Se acordó que la entrevista saldría en la edición sabatina que quedó lista desde el viernes, lo que nos dejaba dos días para escondernos y retornar a la luz pública el lunes, cuando esperábamos que hubiese bajado la temperatura de los que en el gobierno seguramente pretenderían cobrar la osadía. Ejecutivos y los reporteros de la política nos entretuvimos bajo techos prestados aquel fin de semana.

En los días sucesivos estimamos que los aparatos investigativos del régimen habían sabido o sospechado quién fue el autor de la entrevista -que desde luego se publicó sin firma-, ya que mi residencia en San Carlos fue allanada en dos ocasiones, “coincidencialmente” siempre en momentos en que yo no me encontraba, aunque para esos tiempos llevaba una vida de recogimiento monasterial.

Sobre las 11 de una noche a mediados de marzo recibí una llamada telefónica de una simpática señora que se mostraba muy interesada en hablar con mi madre, llamándola por su nombre familiar, doña Juanita, y tratando de ganar mi confianza. Tras un intercambio de frases y al preguntarle si le podía ayudar en algo, me respondió que era para avisarle que en la galería de la casa le había dejado un paquete. Reaccioné al instante pidiéndole que se identificara, ante lo cual optó por cortar la comunicación.

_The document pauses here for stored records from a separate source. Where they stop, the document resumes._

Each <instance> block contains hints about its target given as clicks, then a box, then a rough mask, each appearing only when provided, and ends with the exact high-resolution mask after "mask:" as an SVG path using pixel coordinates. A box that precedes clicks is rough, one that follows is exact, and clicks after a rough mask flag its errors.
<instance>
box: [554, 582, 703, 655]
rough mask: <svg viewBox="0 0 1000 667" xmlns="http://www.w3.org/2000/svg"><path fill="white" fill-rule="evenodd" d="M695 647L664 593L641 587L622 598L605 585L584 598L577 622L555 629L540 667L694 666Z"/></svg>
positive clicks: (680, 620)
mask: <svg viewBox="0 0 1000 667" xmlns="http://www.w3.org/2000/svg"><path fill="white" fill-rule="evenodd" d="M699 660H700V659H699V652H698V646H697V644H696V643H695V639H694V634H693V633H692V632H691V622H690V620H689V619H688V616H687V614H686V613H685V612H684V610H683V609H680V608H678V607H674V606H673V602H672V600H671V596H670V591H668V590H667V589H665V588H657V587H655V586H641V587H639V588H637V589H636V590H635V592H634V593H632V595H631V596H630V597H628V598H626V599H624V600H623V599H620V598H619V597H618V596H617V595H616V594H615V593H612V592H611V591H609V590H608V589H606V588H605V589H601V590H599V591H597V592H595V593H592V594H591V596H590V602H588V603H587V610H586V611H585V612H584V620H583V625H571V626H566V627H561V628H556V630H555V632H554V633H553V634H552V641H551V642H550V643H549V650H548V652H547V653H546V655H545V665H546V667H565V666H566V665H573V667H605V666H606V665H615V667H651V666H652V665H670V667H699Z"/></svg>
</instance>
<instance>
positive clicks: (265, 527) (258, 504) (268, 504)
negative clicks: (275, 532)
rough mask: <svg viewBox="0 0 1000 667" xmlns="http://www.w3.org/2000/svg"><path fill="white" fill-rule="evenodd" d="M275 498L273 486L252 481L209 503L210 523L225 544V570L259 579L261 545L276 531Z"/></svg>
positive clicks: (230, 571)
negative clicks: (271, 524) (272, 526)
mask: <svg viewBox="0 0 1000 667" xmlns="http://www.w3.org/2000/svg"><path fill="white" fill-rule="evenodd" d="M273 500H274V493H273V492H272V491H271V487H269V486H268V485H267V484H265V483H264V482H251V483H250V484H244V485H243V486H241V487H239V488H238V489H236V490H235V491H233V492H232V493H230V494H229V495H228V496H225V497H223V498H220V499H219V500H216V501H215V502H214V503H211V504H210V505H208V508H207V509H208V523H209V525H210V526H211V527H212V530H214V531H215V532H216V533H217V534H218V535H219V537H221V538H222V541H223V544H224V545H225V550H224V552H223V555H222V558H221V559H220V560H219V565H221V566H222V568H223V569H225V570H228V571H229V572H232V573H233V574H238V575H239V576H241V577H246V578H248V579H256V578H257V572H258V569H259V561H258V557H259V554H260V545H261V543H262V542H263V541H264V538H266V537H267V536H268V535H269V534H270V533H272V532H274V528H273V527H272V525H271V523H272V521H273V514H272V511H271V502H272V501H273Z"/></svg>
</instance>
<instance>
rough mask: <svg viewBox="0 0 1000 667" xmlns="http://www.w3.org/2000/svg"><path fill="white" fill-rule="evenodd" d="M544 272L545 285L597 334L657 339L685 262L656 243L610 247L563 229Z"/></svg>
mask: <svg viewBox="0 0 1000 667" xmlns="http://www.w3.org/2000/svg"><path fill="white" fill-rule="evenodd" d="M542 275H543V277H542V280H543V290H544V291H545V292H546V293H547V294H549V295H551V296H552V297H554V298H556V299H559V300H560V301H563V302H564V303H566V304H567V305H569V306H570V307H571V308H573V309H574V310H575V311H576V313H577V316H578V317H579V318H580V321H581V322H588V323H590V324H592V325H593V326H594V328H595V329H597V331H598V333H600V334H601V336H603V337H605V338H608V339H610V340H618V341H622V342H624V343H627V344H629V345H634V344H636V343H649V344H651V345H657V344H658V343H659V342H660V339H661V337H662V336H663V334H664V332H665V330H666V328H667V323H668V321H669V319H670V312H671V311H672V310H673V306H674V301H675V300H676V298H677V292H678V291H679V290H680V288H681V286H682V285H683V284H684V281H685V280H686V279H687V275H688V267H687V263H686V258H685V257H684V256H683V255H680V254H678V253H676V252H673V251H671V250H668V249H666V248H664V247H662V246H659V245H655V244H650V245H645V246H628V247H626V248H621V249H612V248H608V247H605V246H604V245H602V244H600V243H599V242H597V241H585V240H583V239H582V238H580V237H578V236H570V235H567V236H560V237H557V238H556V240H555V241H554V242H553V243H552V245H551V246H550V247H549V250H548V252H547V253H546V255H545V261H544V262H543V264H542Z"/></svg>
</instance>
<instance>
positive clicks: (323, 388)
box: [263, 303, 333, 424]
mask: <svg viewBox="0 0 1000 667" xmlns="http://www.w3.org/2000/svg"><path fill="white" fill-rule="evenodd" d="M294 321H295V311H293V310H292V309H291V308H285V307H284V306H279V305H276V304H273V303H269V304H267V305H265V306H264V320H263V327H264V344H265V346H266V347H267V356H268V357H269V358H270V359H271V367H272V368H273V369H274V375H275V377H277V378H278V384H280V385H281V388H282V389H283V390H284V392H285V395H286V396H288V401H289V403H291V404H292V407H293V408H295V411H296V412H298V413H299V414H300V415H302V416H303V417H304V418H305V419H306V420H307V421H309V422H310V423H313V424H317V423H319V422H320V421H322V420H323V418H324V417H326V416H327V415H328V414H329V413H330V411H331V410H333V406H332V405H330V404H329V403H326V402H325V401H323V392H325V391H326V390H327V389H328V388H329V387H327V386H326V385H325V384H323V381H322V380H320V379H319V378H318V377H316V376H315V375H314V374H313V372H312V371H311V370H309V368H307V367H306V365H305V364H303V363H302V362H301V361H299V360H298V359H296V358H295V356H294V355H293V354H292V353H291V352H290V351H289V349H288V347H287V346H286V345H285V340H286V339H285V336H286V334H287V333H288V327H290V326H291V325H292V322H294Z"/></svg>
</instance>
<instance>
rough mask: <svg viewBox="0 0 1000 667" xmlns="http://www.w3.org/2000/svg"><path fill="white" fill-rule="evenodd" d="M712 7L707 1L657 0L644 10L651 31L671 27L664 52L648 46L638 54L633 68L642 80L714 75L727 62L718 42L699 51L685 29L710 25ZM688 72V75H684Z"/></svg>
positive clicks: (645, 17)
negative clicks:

No se me ocurrió asomarme a la puerta para recoger el supuesto paquete y al día siguiente allí no había nada ni nadie volvió a hablar del mismo. Cuando conté el incidente en la redacción, todos, especialmente el jefe de Redacción, Gregorio García Castro, coincidieron en elogiar mi prudencia y encomendarme que no me descuidara.

Alrededor de las 8 de la noche de aquel aciago 28 de marzo me despedí de Goyito a quien dejé con César Medina. Como siempre me encomendó que me cuidara. Mi novia me recogió y, como era habitual entonces, me acompañó hasta la casa, donde media hora después recibimos la infausta noticia del asesinato del compañero García Castro.

Nunca creímos que lo mataran por la publicación de la entrevista, que por demás no tuvo ninguna repercusión conflictiva para el gobierno, sino por la verticalidad con que él se había empeñado en denunciar crímenes y atropellos políticos, apuntando al sector más sanguinario del régimen. Y por su militante defensa de los perseguidos de la época.

Goyito nunca creyó que le tocaría tan dramáticamente la represión y no se aplicaba los consejos de cuidado que me daba sistemáticamente, convencido de que en aquella redacción yo era el blanco perfecto, ya que había sobrevivido a una bomba que destrozó mi auto en marzo de 1970 y a un intento de asesinato 7 meses después. Además porque creía que lo protegía el haber sido amigo y correligionario de Balaguer.

En medio del dolor y el espanto nos convencimos de que Goyito fue hacia su automóvil llamado por alguien. Dejó el saco y su bolígrafo sobre el escritorio, la puerta abierta, siendo ya el último que quedaba allí, y le dijo al policía que cuidaba el Listín Diario, casi al frente, que le echara un vistazo en lo que regresaba. Nunca hemos podido determinar quién lo invitó a ir al carro y bajo qué pretexto, que debió haber sido más convincente que el paquete en la galería de mi casa.